I've been screening and I've found one or two uncorrelated alternative ETFs with decent sharpe ratios. But I'm finding it difficult to find uncorrelated ETFs that are alternative & uncorrelated.

Does anyone have any good ETFs that would provide a decent level of uncorrelation? I can't invest in HFs or PE.

The main reason is that the stock-bond correlation hasn't always been like it currently is. I'm looking at other alternatives in case it reverts back to a pre-1980s high inflation era.



This post was edited on 10/26/21 at 3:19 pm
Posted by slackster
Houston
Member since Mar 2009
85430 posts
Posted on 10/26/21 at 5:14 pm to
The tough part about this is that you’re going to be looking at 10-20 year correlations in an effort to avoid high inflation that was 40 years ago - it’s apples to oranges.

You can look at what worked during high inflation though - companies with rising dividends. Obviously crypto is a modern option too. Hard assets would be another option.
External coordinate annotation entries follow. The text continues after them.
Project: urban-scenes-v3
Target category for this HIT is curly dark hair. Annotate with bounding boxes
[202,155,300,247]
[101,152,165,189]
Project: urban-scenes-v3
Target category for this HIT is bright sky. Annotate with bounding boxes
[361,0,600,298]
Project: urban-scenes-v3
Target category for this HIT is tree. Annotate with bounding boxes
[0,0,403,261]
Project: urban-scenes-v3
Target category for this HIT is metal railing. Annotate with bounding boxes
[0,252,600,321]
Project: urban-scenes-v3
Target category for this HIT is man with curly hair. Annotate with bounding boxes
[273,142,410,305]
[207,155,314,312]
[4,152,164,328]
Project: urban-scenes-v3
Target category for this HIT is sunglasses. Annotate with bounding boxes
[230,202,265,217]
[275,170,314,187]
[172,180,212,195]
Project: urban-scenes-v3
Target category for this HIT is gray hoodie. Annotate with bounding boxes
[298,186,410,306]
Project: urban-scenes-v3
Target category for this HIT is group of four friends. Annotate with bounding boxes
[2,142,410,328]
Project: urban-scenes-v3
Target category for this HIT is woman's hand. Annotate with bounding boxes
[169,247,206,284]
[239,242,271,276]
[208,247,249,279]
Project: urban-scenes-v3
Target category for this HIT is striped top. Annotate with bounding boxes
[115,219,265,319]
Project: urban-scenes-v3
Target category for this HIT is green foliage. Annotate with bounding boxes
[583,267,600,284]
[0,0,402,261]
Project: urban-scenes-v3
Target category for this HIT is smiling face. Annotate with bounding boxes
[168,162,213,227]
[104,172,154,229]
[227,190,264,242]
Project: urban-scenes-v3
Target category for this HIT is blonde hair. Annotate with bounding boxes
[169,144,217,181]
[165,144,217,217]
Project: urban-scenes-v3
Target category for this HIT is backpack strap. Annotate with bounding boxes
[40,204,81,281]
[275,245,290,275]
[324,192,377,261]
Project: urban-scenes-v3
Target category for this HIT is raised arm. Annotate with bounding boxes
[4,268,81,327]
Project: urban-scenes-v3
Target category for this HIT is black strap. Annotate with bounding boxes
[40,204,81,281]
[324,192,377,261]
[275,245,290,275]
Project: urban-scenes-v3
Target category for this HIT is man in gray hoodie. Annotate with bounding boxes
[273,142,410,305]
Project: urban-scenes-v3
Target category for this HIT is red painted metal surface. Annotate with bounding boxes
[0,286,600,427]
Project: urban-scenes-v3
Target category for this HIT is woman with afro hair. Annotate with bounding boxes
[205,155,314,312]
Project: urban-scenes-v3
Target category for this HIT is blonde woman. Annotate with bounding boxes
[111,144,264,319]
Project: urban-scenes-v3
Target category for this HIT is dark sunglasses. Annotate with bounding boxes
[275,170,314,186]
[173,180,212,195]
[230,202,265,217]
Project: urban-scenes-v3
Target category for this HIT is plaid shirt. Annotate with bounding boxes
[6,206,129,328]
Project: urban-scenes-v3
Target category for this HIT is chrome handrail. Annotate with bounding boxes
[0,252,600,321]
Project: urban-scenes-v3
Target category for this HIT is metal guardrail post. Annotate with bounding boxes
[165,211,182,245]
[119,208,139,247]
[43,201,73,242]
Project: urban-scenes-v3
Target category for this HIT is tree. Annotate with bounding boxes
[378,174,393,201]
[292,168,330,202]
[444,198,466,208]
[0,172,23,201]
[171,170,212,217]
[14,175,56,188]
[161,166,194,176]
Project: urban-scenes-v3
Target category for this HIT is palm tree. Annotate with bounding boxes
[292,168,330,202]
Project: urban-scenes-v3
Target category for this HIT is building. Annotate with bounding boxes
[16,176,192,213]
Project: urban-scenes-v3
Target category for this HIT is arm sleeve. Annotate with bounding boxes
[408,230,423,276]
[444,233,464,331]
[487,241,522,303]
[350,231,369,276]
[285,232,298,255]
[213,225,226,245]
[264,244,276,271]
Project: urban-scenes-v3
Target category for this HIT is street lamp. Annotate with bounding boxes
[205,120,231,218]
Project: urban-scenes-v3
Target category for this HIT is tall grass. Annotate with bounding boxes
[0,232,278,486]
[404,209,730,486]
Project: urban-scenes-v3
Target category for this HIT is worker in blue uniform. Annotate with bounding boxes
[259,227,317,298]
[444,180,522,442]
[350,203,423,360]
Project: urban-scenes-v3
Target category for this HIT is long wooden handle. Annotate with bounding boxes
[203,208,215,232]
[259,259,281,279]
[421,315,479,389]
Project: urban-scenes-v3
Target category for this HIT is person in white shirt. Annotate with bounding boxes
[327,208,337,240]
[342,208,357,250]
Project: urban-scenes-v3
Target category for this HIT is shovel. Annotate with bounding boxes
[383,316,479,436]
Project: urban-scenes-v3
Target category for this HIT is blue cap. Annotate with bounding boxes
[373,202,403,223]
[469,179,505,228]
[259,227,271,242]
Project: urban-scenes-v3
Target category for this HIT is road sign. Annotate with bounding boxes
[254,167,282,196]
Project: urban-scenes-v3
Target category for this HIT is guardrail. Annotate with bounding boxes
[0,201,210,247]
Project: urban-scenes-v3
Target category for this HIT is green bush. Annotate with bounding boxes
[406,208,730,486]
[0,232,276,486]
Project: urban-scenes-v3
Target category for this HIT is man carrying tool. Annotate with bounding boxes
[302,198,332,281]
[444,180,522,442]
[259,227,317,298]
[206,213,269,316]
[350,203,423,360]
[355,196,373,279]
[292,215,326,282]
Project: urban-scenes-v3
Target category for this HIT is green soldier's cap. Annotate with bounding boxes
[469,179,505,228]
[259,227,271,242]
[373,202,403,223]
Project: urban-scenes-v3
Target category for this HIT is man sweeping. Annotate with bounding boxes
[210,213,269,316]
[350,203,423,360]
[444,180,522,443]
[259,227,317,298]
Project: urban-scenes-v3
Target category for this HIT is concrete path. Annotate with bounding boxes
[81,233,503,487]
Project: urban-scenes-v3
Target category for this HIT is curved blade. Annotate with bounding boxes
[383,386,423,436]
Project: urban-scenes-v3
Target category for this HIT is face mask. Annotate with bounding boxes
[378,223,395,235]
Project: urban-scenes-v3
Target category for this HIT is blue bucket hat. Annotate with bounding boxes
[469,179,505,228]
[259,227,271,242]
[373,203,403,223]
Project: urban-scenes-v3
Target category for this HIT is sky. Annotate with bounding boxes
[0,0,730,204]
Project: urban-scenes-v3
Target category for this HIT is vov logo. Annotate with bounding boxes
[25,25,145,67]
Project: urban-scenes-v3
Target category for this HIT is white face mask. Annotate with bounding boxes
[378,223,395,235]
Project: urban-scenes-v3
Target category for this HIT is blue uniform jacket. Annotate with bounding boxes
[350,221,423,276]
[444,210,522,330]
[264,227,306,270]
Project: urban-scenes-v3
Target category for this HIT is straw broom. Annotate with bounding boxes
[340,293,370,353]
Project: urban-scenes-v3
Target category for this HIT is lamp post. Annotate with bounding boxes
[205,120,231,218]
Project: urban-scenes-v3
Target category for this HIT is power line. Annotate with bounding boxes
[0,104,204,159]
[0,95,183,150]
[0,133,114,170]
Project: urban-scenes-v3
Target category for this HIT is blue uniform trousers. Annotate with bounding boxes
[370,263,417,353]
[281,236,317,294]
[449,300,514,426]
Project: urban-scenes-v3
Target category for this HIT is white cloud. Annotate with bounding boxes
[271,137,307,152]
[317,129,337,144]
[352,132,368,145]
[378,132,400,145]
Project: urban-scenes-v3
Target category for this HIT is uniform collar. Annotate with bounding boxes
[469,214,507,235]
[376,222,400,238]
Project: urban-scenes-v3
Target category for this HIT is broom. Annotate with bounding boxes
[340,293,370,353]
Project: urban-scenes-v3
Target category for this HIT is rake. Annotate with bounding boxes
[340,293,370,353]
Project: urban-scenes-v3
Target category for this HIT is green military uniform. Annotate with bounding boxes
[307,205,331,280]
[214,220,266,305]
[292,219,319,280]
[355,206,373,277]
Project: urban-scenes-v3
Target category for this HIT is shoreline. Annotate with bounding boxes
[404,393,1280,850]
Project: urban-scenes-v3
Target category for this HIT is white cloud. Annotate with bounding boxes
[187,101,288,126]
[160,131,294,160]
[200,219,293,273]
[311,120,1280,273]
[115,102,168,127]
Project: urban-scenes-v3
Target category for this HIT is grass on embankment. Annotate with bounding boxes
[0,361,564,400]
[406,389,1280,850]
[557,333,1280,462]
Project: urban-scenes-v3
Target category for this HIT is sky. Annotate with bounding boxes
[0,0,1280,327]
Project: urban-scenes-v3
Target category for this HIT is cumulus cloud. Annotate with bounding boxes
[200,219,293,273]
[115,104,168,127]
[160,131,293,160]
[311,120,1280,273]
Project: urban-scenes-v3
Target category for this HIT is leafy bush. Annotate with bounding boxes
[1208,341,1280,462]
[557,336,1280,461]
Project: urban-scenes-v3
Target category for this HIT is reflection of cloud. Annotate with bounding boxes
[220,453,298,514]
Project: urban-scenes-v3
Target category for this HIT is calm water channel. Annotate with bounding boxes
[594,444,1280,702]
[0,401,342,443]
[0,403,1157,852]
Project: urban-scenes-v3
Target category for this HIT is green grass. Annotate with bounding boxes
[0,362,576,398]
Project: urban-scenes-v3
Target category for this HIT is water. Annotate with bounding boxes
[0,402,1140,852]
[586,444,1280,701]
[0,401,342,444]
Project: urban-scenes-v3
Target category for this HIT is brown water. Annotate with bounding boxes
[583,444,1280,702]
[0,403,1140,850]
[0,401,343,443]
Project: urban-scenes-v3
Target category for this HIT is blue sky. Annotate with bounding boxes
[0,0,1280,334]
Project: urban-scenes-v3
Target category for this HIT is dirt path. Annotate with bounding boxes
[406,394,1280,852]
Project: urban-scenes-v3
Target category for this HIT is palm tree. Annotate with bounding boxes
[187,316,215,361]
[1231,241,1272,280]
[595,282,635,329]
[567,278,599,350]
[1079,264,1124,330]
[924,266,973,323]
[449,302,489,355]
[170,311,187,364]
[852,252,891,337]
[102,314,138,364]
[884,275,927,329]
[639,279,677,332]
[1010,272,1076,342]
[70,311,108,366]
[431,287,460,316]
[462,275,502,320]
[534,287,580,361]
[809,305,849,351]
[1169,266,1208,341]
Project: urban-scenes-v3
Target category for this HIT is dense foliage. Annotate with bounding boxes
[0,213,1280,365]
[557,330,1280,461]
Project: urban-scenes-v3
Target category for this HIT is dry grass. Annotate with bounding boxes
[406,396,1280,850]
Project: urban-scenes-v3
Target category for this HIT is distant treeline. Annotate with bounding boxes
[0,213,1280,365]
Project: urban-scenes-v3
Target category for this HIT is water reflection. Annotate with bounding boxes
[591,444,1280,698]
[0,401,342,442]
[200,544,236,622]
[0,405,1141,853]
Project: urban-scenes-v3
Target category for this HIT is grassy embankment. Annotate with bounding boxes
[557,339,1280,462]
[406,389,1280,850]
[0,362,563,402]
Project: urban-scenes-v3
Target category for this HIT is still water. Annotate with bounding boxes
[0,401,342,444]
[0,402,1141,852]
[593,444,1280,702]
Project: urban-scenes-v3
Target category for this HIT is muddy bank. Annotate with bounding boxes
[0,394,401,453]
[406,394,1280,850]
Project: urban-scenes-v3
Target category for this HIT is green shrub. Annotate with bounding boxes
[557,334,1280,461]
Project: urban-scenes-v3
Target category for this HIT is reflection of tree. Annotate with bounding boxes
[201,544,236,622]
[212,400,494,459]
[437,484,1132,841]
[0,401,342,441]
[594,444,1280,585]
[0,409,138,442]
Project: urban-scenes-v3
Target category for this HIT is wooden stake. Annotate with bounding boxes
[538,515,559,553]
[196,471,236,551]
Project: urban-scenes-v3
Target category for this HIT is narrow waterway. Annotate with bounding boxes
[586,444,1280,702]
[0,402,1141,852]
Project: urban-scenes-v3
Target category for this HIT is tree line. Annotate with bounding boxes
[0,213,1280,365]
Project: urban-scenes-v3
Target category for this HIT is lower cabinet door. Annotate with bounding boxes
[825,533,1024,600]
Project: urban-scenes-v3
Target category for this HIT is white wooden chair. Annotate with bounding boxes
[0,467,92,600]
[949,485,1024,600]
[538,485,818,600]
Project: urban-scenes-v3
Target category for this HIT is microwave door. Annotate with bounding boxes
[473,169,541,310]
Posted by AmericanPsycho99
Member since Sep 2021
121 posts
Posted on 10/26/21 at 6:37 pm to
quote:

The tough part about this is that you’re going to be looking at 10-20 year correlations in an effort to avoid high inflation that was 40 years ago - it’s apples to oranges.



For some alternative ETFs, it's not even 10 years. I found one ETF that has the explicit purpose of providing uncorrelated returns but even then, the data only goes back 3 years. It's looking good so far but 3 years is hardly any time to conclude that it's working.



I've found some low correlation consumer staples that are uncorrelated but the drawdowns are still significant. The data for them goes back to 1994 which again, is still not representative of a high inflation environment.

quote:

companies with rising dividends.


I'll look at some data I can find tomorrow on our internal database.